Meses após a criação do cargo de ombudsman pela Folha de S. Paulo, há 20 anos, uma piada circulava nos meios jornalísticos: ‘O Estadão já tem o seu ouvidor, falta a Folha arrumar o dela’. O chiste dizia respeito à alegada tendência do primeiro ocupante do cargo, Caio Túlio Costa (1989/1991), de reiteradamente criticar o jornal concorrente ou de comparar a cobertura que o jornal dos Mesquita fazia de determinado assunto em relação à oferecida pela Folha.
O gracejo me veio novamente à cabeça ao ler a coluna do atual ombudsman da Folha, Carlos Eduardo Lins da Silva, publicada no domingo (1/8) e intitulada ‘A internet a serviço do jornalismo’. Como seu título explicita, nela são elencados, nas palavras do jornalista, ‘exemplos de como a internet pode contribuir muito positivamente para melhorar a qualidade do jornalismo e das relações entre a sociedade e seus governantes’.
Tais exemplos advêm do jornalismo norte-americano e não há qualquer correlação à atividade de imprensa no Brasil nem ao órgão em que Lins da Silva trabalha e que está incumbido de criticar, alegadamente em nome do leitor e do aperfeiçoamento do jornal. Esta omissão leva a curiosas distorções. Por exemplo: Lins da Silva afirma, corretamente, que ‘há quem enxergue na internet um inimigo do jornalismo. É um erro conceitual e estratégico’. Mas tal afirmação não é correlacionada a exemplos recorrentes de profissionais que alimentam tal anacronismo, facilmente encontráveis entre alguns colunistas do jornal, destacadamente na ‘nobre’ página A-2. Perde-se, portanto, uma oportunidade efetiva de agir de acordo com as prerrogativas do cargo, criticando objetivamente aspectos preconceituosos e datados vigentes em setores do jornal.

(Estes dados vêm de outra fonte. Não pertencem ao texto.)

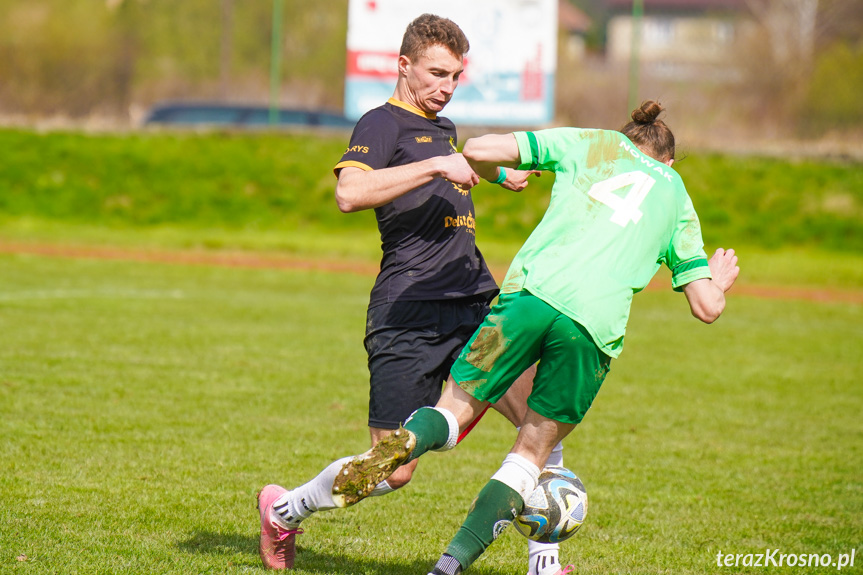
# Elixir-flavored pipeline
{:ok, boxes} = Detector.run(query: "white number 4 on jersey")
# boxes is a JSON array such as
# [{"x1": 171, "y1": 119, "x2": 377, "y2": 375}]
[{"x1": 588, "y1": 172, "x2": 656, "y2": 228}]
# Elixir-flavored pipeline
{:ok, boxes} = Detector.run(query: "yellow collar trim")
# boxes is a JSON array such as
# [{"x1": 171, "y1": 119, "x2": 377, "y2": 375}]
[{"x1": 387, "y1": 98, "x2": 437, "y2": 120}]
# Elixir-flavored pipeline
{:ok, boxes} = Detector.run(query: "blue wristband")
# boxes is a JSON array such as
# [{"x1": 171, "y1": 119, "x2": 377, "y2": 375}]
[{"x1": 493, "y1": 166, "x2": 506, "y2": 184}]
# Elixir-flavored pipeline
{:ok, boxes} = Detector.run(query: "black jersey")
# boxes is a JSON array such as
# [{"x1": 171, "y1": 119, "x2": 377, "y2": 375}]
[{"x1": 335, "y1": 98, "x2": 497, "y2": 307}]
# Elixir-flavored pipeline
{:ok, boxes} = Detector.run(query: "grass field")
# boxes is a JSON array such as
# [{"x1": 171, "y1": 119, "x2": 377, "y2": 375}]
[{"x1": 0, "y1": 250, "x2": 863, "y2": 575}]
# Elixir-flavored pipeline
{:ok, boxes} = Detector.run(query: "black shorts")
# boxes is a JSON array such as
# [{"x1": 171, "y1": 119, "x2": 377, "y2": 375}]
[{"x1": 364, "y1": 293, "x2": 495, "y2": 429}]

Embora haja os que defendem a licitude de tal prática, de um ponto de vista pessoal, não considere correto que um ombudsman ocupe uma coluna semanal com temas genéricos sem correlacioná-los às práticas do veículo em que trabalha. No caso particular do ombudsman da Folha, a tal discordância vem somar-se o receio de que a incursão por aspectos genéricos do jornalismo internacional funcione como sintoma de cerceamento das possibilidades de intervenção do ouvidor no jornal e/ou de esgotamento da disposição crítica do próprio Lins da Silva em decorrência do efeito de tais limitações, tornadas evidentes na forma como a Folha vem sistematicamente ignorando as objeções do ombudsman. Ou seja, de fatores que apontam para a exaustão do modelo de ouvidoria jornalística representado pela criação do cargo de ombudsman pela Folha de S.Paulo.
Marketing iluminista
A criação do ombudsman, em 1989, mostrou-se uma bela jogada de marketing, de grande repercussão, numa fase em que o jornal acabara de perder alguns dos profissionais que, em cerca de vinte anos, transformaram um diário pouco expressivo num dos líderes de venda e – em grande parte graças à postura da Folha durante a campanha pelas ‘Diretas já’ – de credibilidade, fazendo muita gente levar fé em seu lema de inspiração iluminista de que se tratava de um jornal a serviço do Brasil.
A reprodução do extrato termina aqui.